TTK sigorta sözleşmesini düzenlediği 5’inci kitabında 3 değişik grup emredici hüküm içermektedir:

  • Aykırılık halinde sigorta sözleşmesinin bütünüyle geçersiz sayılmasına yol açan nitelikte emredici kurallar.
  • Aykırılık halinde yalnızca sigorta sözleşmesinde bulunan emredici kurala aykırı hükmün geçersizliğine yol açan (fakat sözleşmenin diğer hükümlerini geçersiz hale getirmeyen) nitelikte emredici kurallar.
  • Aykırılık halinde sigorta ettiren veya sigortalının aleyhine olan sözleşme hükümlerinin geçersizliğine yol açan nitelikte emredici kurallar.

TTK, tarafların sigorta sözleşmesinde emredici hükmün aksini sözleşme yaparken açıkça kararlaştırmış olacaklarını varsaymakta ve bu olasılıkta sözleşmenin veya sözleşme şartının geçersiz hale geleceğini öngörmektedir. Oysa birçok halde taraflar sözleşme yaparken emredici düzenlemeye açıkça aykırı düşen bir hüküm üzerinde anlaşmazlar. Mesela TTK 1420(1) sigorta sözleşmesine uygulanacak zamanaşımını düzenlemektedir. Bu hüküm, tarafların buna aykırı bir anlaşma yapmadıkları hallerde de uygulanacaktır. Buna göre, sigortacıya yönelik bir tazminat alacağı, muaccel olmasının üzerinden 3 sene geçtikten sonra dava veya takip konusu yapılırsa, sigortacı zamanaşımı savunmasında bulunabilir ve TTK 1420’ye dayanarak ödeme yapmaktan kurtulabilir. Kısaca, TTK 1420 hükmündeki 2 yıllık zamanaşımı süresi, taraflar aksini kararlaştırmış olmasalar da zorunlu şekilde uygulanacaktır. TTK 1420 ikinci grup emredici hükümler arasında sayılmış olduğundan, tarafların sigorta sözleşmesini bağıtlarken buna aykırı anlaşma yapmış olduğu hallerde, sigorta sözleşmesi tümüyle geçersiz sayılmayacak, yalnızca TTK 1420’ye ters düşen anlaşma hükmü geçersiz kabul edilecektir. Tarafların daha sonra -mesela rizikonun gerçekleşmesi ertesinde- zamanaşımının TTK 1420’ye aykırı olarak 3 yıl olacağını kararlaştırmaları halinde de sonuç aynıdır. Sonradan yaptıkları bu anlaşma geçerli olmayacaktır.
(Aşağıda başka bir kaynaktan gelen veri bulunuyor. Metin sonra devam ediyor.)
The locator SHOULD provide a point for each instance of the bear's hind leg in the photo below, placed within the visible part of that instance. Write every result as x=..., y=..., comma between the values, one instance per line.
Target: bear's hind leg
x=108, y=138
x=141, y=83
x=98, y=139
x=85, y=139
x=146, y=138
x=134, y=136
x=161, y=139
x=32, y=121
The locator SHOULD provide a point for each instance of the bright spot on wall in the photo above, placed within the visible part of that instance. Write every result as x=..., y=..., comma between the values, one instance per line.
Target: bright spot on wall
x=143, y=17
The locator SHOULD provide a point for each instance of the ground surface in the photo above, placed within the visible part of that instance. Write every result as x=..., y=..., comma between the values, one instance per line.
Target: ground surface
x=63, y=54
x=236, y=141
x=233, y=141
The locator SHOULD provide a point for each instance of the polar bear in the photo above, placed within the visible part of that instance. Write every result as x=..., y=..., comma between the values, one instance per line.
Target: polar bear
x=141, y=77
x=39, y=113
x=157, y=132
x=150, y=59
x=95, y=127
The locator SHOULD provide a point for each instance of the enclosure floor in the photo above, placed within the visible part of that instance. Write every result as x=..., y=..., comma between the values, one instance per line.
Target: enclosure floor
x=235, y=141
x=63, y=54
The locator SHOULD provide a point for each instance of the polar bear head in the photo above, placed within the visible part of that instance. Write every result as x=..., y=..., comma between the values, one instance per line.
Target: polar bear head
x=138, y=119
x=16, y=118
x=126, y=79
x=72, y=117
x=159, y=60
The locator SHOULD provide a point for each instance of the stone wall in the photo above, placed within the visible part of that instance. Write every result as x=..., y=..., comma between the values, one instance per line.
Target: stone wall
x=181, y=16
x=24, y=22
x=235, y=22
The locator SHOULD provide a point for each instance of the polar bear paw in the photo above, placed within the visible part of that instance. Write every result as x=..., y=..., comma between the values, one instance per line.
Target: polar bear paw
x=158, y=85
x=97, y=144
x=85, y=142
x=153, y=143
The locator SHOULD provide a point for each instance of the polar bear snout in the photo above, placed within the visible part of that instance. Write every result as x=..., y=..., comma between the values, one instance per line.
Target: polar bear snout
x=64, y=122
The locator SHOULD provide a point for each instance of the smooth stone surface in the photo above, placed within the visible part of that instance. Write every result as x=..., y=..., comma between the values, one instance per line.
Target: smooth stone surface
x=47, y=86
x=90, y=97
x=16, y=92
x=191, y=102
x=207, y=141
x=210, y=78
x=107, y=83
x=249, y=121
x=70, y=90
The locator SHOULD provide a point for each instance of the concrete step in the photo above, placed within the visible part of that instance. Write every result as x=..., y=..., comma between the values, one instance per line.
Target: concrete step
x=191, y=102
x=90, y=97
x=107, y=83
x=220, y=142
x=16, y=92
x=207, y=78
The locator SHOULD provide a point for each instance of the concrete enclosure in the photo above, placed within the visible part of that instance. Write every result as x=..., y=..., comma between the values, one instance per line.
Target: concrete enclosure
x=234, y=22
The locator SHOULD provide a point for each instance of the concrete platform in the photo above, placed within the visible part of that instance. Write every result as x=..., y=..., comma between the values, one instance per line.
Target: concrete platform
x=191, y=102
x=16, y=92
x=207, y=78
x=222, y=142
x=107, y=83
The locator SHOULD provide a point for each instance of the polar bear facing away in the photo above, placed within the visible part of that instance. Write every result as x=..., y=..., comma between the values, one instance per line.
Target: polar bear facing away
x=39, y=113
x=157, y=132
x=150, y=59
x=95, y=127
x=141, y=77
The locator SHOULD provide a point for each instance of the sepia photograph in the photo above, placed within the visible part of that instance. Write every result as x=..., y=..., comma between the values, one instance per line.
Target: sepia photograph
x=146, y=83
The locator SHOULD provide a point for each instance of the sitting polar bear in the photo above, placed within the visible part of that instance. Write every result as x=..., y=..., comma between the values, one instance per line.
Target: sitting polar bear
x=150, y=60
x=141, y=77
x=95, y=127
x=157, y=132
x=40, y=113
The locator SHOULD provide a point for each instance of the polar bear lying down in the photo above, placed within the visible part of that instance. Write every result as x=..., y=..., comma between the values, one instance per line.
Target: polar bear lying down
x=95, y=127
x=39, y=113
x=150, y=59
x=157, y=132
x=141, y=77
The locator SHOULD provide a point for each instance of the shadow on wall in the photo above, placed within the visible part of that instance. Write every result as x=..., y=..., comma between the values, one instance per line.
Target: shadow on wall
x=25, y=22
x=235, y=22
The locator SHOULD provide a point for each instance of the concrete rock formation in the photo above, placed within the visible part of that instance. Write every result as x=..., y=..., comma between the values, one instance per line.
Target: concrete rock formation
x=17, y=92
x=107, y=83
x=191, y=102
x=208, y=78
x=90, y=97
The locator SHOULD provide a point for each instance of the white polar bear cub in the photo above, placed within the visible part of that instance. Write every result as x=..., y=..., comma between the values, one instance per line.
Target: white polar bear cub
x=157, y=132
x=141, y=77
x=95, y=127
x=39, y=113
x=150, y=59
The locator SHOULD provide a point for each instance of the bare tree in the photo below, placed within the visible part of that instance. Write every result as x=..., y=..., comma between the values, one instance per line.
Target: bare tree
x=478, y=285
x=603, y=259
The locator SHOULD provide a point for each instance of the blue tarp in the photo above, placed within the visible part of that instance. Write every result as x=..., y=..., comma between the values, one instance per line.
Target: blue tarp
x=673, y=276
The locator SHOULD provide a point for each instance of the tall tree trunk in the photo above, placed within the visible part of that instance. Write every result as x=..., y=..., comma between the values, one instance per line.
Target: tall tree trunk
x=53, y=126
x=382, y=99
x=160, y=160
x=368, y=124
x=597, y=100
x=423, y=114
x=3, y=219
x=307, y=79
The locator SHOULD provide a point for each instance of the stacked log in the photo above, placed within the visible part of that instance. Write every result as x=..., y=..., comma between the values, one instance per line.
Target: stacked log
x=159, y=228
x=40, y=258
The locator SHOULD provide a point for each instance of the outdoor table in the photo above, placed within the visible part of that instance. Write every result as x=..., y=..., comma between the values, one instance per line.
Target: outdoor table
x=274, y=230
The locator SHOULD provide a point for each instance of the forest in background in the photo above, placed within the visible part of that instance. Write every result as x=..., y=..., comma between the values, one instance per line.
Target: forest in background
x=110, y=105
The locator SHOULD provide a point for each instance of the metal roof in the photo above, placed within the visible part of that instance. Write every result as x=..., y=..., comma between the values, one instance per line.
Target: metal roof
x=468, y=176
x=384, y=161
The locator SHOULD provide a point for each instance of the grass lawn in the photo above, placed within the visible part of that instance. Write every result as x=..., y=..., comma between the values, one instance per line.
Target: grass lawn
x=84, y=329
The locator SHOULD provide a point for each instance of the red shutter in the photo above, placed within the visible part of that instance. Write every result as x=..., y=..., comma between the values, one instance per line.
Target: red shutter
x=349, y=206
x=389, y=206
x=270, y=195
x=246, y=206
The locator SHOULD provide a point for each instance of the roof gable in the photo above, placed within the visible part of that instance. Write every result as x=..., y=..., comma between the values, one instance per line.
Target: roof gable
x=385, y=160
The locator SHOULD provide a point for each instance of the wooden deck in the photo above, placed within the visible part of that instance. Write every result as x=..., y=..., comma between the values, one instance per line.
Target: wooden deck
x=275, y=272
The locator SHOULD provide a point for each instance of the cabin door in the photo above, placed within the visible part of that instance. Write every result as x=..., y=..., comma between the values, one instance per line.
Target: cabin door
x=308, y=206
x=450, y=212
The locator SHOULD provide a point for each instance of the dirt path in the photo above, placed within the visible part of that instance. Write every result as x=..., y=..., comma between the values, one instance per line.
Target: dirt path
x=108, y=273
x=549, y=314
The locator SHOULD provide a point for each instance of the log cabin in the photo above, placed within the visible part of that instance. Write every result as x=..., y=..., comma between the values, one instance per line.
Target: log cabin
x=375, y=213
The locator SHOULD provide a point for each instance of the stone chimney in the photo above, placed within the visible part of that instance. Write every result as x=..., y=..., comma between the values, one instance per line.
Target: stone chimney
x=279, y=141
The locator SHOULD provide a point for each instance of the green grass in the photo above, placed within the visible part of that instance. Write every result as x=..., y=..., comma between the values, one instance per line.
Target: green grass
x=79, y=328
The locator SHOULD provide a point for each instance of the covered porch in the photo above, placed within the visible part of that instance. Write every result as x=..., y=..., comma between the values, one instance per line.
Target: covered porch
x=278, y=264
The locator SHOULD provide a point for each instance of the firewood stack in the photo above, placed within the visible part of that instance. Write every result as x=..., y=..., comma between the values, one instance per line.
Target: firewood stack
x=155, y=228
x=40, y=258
Sigorta sözleşmesi sırasında aksinin kararlaştırılması halinde sözleşmenin tümünün geçersiz sayılmasını gerektiren birinci grup emredici hükümler bakımından da durum benzerdir. Daha sonra (özellikle riziko sonrasında) yapılan emredici hükme aykırı anlaşma, daha önce meydana gelmiş bulunan geçersizliği (emredici hükme aykırılığı) düzeltmeyecektir. Mesela sigortalanabilir çıkar bulunmadığı halde yapılmış olan bir sigorta sözleşmesi TTK 1408 uyarınca geçersiz olacak ve bu geçersizlik daha sonra sözleşme ile ortadan kaldırılamayacaktır.  

Kişilik haklarının zedelenmesi hususunda şunu vurgulamakta yarar olduğunu düşünmekteyiz: Sorumluluk sigortasında can zararları (ölüm ve yaralama; engelliliğe neden olma) sebebiyle ileri sürülen tazminat istemleri de çoğu halde sigorta koruması kapsamında olacaktır. Başkasının can zararına maruz kalması dolayısıyla sorumlu tutulan kişi (mesela araç işleticisi, hekim) malvarlığı üzerinde mali yük oluşturan bu tazminat ödeme borcu (pasifteki artış) sebebiyle zarara uğramış (malvarlığı kötüleşmiş) bulunacaktır. TTK 1404 ise “kişilik haklarına aykırı eylemden doğan zarar” için sigorta yaptırılamayacağını öngörmektedir. Can zararlarından sorumluluğu temin eden sigortaların geçersiz sayılması düşünülemeyeceğine göre yasa hükmünü farklı anlamak gerekecektir.